Thursday 6th June 2002

by Etienne Charpentier in Korea

If you talk to USA coach Bruce Arena about World Cup shocks, he'll refer you to Senegal. For while Arena hailed Wednesday's 3-2 victory over Portugal as their "biggest win in the modern era", the only people not shocked by the outcome were the Americans themselves.

"We had prepared for this game since December," Arena said after the match in Suwon's new World Cup stadium.

"I know no-one gave us a chance on paper, but we believe in ourselves. We went out there with one thing in mind - winning."

It showed. Right from the off, the USA attacked the game as if their lives depended upon it, as if it was their final game of the tournament and they had to win it. Portugal were knocked out of their stride. Even though they'd talked pre-match of taking nothing for granted, their attitude on the pitch belied their words. They clearly thought they had only to show up to win.

How wrong they were. The Americans never let up and were three goals ahead before the alarm bells seriously rang in the rival camp.

"We played some outstanding stuff for 40 minutes," said Arena, who was deprived of two of his best players in Claudio Reyna and Clint Mathis, both struggling with injuries. "We won it in the first half.

"But you shouldn't be so surprised. This is hardly the first big match my players have played. We've beaten Argentina and Germany in recent years. The difference is here we've done it on the biggest stage."

The USA team had not beaten a European side at the World Cup since the dramatic 1-0 win over England at the 1950 tournament. They managed only one goal in three games at France 98, when an unhappy squad under-performed for controversial coach Steve Sampson, who had split the camp with his selection and tactical choices.

"There's no way we could have won a game like this four years ago," admitted Brad Friedel. "There's a different spirit now."

Portugal coach Antonio Oliveira shifted some of the blame on the fact his players have suffered from long hard seasons in Europe. The French made similar noises after the Senegal game.

"The Americans had more time to prepare this game, and that's not insignificant,'' Oliveira said. "We lacked pace and didn't create much."

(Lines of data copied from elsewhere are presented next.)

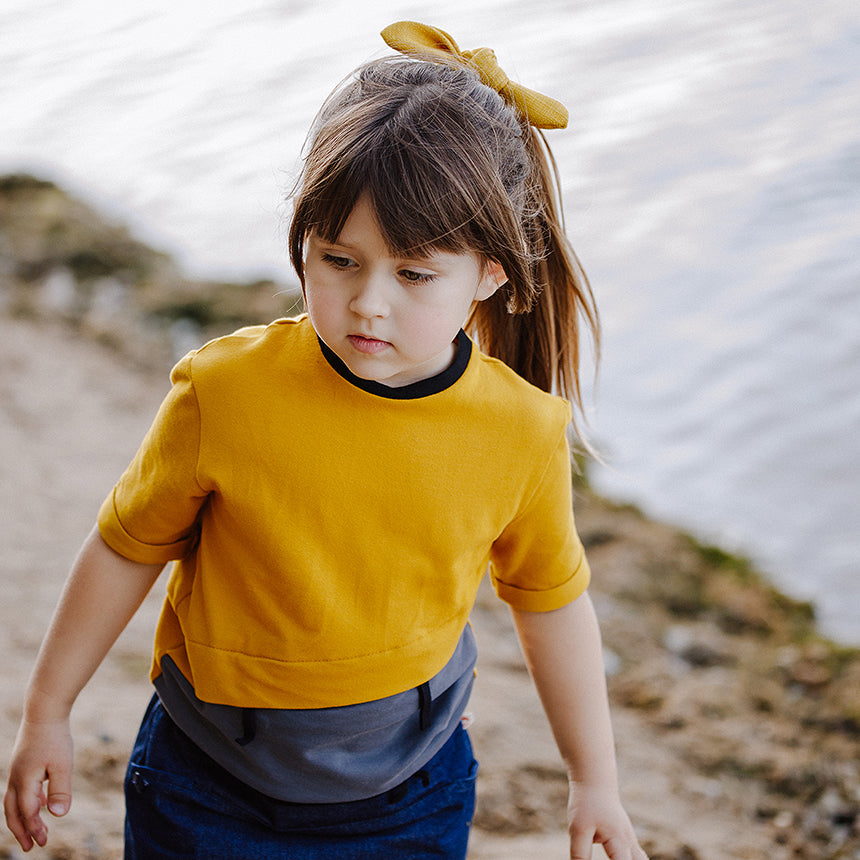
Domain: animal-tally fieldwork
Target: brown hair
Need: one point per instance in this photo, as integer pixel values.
(448, 165)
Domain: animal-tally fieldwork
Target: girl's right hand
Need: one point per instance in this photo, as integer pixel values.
(43, 752)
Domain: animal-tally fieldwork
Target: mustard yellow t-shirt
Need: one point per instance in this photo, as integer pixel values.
(330, 540)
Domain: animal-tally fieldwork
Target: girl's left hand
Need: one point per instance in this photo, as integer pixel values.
(595, 815)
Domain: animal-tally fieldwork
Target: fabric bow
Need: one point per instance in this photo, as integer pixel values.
(410, 37)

The USA had enjoyed a better preparation period and there may be something in Oliveira's point. Arena said his team had been together since May 1 getting set for the World Cup. Portugal's Luis Figo, a pale shadow of the dashing winger who set pulses racing at Barcelona and Real Madrid, did not finish his season until mid-May.

The Senegal players had had much less demanding seasons than the French and it could be the big teams are a bit slower into their stride because they haven't had so long to recover. They have to do it quickly, though, if we are to see the best of them.

Meanwhile, the Americans, whose last World Cup win was back in 1994 when they staged the tournament, were enjoying their moment.

"Beating Portugal has got to be right up there," Arena added. "It's our biggest victory in the modern era. We hadn't beaten a top team like Portugal in the World Cup for 52 years. Let's hope it grabs people's attention back home.

He added: "The world of football is shrinking. The big powers are still the big powers but the gap has closed considerably."

The USA's win left the group with an unexpected look after the first round of games, coming on top of South Korea's defeat of Poland. The Americans face the co-hosts next.

With the Koreans beating Poland 2-0, the game has taken on new meaning. The winner may well be qualified before playing their last game.

"We mustn't get carried away," Arena warned. "We still need to win another game. But I don't see why we shouldn't do just that."